These are the key concepts you need to understand to accurately answer the question.

Yarn Tenacity Prediction

Predicting yarn tenacity involves understanding how various factors contribute to the strength of yarns produced by the air-jet spinning method. Yarn tenacity, measured in grams per tex, is influenced by several predictors:

• Yarn count, which refers to the thickness of the yarn.
• Percentage of polyester content in the yarn.
• First nozzle pressure in kg/cm².
• Second nozzle pressure in kg/cm².

All these variables interplay in a multiple regression analysis to forecast the yarn's strength. This statistical tool helps in establishing a relationship between the dependent variable (yarn tenacity) and the independent variables (predictors).

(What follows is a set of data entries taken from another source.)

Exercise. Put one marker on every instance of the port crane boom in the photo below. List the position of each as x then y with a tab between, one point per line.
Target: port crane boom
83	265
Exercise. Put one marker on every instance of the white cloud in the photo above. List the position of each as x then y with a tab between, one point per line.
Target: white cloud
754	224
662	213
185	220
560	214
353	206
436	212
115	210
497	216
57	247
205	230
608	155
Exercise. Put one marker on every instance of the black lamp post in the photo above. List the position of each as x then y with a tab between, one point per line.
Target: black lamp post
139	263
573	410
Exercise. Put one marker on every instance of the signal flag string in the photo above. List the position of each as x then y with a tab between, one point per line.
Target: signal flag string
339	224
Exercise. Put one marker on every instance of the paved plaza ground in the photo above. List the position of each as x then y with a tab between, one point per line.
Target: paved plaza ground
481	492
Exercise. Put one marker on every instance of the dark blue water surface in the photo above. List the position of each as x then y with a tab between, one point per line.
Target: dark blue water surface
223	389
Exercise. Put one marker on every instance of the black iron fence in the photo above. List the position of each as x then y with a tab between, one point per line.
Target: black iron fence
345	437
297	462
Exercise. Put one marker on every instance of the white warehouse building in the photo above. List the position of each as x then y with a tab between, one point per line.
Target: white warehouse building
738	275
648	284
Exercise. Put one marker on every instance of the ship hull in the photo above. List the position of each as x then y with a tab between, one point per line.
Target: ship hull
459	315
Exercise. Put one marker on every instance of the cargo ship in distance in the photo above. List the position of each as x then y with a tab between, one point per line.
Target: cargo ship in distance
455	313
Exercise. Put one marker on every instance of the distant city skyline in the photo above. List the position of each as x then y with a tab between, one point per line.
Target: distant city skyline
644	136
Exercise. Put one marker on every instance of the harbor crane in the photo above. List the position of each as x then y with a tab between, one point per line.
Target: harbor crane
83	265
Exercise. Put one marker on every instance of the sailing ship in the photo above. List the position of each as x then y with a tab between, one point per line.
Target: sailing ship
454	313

The estimated regression equation pieces together these variables with specific coefficients, providing a mathematical framework to predict tenacity based on given input values.

Hypothesis Testing

Hypothesis testing in the context of multiple regression helps determine if the independent variables collectively have a meaningful relationship with the dependent variable. Here, a central task is to evaluate whether the regression model significantly predicts yarn tenacity.

• The null hypothesis (\( H_0 \)) assumes that none of the predictor variables have a relationship with the dependent variable, i.e., all regression coefficients are zero.
• The alternative hypothesis (\( H_1 \)) suggests that at least one predictor variable significantly affects yarn tenacity, implying at least one coefficient is non-zero.

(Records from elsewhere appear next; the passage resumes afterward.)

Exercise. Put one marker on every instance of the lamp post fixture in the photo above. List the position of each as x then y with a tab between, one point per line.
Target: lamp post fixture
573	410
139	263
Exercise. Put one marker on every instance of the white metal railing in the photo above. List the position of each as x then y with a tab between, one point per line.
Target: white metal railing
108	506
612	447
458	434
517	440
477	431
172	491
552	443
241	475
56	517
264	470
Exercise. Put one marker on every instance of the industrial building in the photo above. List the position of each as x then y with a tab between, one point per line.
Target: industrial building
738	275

The test involves computing the F-statistic, which measures the model's overall significance. If the F-statistic exceeds the critical F-value from statistical tables, we can reject \( H_0 \), indicating a useful model exists for predicting yarn tenacity.

Coefficient of Determination

The coefficient of determination, represented as \( R^2 \), indicates how well the regression model explains the variability of the dependent variable. An \( R^2 \) value close to 1 suggests a highly effective model. In this exercise, the given \( R^2 \) is 0.946, signifying that approximately 94.6% of the variation in yarn tenacity can be explained by the predictors in the model.
Adjusted \( R^2 \) provides a more accurate measure, especially when multiple predictors are involved. It accounts for the number of predictors in the model, preventing overestimation of the model's predictive power. The formula for adjusted \( R^2 \) helps refine the value to 0.937, reflecting a well-fitted model beyond simple \( R^2 \).

Confidence Intervals

Confidence intervals offer a range within which we expect the true mean yarn tenacity to fall, considering the model's predictions and variability. A 99% confidence interval gives very high assurance in the results.

• To compute this interval, the predicted yarn tenacity (\( \hat{y} \)) is calculated based on the regression equation by substituting real values for yarn count, polyester percentage, and nozzle pressures.
• The standard error (\( s_e \)), captured from predictions, is also used.
• Critical t-value (\( t^* \)) from the t-distribution table allows calculating the interval's margin of error.

The interval calculation is \( \hat{y} \pm t^* \times s_e \), providing a confidence range. For example, using a predicted tenacity of 10.091 and a standard error of 0.35, the 99% interval is (9.095, 11.087), indicating that with 99% confidence, the true mean yarn tenacity under specified conditions lies within this range.